AAAI Conference 2023 Conference Paper

Differentially Private Nonlinear Causal Discovery from Numerical Data

  • Hao Zhang
  • Yewei Xia
  • Yixin Ren
  • Jihong Guan
  • Shuigeng Zhou

Recently, several methods such as private ANM, EM-PC and Priv-PC have been proposed to perform differentially private causal discovery in various scenarios including bivariate, multivariate Gaussian and categorical cases. However, there is little effort on how to conduct private nonlinear causal discovery from numerical data. This work tries to challenge this problem. To this end, we propose a method to infer nonlinear causal relations from observed numerical data by using regression-based conditional independence test (RCIT) that consists of kernel ridge regression (KRR) and Hilbert-Schmidt independence criterion (HSIC) with permutation approximation. Sensitivity analysis for RCIT is given and a private constraint-based causal discovery framework with differential privacy guarantee is developed. Extensive simulations and real-world experiments for both conditional independence test and causal discovery are conducted, which show that our method is effective in handling nonlinear numerical cases and easy to implement. The source code of our method and data are available at https://github.com/Causality-Inference/PCD.

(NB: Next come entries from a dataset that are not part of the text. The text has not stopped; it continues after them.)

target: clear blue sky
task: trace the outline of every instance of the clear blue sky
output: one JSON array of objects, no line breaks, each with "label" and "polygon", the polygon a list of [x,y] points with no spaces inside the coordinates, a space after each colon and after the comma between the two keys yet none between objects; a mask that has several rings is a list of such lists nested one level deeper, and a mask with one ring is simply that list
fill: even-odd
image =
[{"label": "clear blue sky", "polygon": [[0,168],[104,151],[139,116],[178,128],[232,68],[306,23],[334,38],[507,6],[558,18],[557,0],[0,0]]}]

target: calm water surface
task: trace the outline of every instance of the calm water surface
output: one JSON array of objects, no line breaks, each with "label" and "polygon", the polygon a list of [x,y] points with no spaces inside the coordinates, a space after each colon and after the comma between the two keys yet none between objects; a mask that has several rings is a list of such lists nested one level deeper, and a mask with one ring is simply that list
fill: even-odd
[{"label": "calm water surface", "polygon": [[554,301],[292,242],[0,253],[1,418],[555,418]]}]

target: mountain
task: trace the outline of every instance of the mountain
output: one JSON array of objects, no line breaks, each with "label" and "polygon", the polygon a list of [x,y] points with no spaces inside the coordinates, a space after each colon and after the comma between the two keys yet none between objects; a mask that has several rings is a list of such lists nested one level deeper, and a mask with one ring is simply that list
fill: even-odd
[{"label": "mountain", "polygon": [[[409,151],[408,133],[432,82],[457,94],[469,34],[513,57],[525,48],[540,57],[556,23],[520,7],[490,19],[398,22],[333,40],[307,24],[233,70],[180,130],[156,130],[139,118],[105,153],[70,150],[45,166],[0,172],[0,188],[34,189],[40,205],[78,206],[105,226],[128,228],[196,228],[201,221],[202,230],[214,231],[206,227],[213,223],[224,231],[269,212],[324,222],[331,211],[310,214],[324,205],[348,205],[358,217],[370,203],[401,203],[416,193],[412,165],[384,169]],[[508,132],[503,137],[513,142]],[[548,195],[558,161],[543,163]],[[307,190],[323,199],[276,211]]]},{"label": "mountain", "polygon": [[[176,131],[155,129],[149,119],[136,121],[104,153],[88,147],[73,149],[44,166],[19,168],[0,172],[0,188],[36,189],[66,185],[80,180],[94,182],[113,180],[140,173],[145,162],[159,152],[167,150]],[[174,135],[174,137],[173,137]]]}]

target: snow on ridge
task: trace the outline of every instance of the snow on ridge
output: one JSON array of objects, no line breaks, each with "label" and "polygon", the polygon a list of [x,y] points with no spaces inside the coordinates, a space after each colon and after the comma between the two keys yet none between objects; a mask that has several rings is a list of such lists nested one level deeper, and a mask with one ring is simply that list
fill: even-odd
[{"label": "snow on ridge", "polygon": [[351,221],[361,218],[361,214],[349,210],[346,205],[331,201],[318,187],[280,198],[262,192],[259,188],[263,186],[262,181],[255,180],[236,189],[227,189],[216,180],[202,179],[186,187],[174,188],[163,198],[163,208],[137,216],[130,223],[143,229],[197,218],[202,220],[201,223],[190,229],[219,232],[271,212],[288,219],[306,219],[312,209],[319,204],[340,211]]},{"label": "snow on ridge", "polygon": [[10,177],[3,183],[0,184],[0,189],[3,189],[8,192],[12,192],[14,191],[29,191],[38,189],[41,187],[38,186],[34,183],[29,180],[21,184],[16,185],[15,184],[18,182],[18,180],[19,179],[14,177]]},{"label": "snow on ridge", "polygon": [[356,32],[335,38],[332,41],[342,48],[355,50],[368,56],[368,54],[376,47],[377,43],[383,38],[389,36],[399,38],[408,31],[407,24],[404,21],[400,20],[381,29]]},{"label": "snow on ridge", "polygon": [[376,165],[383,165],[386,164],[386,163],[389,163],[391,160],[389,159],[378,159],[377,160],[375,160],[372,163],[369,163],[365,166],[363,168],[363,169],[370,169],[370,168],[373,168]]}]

AAAI Conference 2023 Conference Paper

Multi-Level Wavelet Mapping Correlation for Statistical Dependence Measurement: Methodology and Performance

  • Yixin Ren
  • Hao Zhang
  • Yewei Xia
  • Jihong Guan
  • Shuigeng Zhou

We propose a new criterion for measuring dependence between two real variables, namely, Multi-level Wavelet Mapping Correlation (MWMC). MWMC can capture the nonlinear dependencies between variables by measuring their correlation under different levels of wavelet mappings. We show that the empirical estimate of MWMC converges exponentially to its population quantity. To support independence test better with MWMC, we further design a permutation test based on MWMC and prove that our test can not only control the type I error rate (the rate of false positives) well but also ensure that the type II error rate (the rate of false negatives) is upper bounded by O(1/n) (n is the sample size) with finite permutations. By extensive experiments on (conditional) independence tests and causal discovery, we show that our method outperforms existing independence test methods.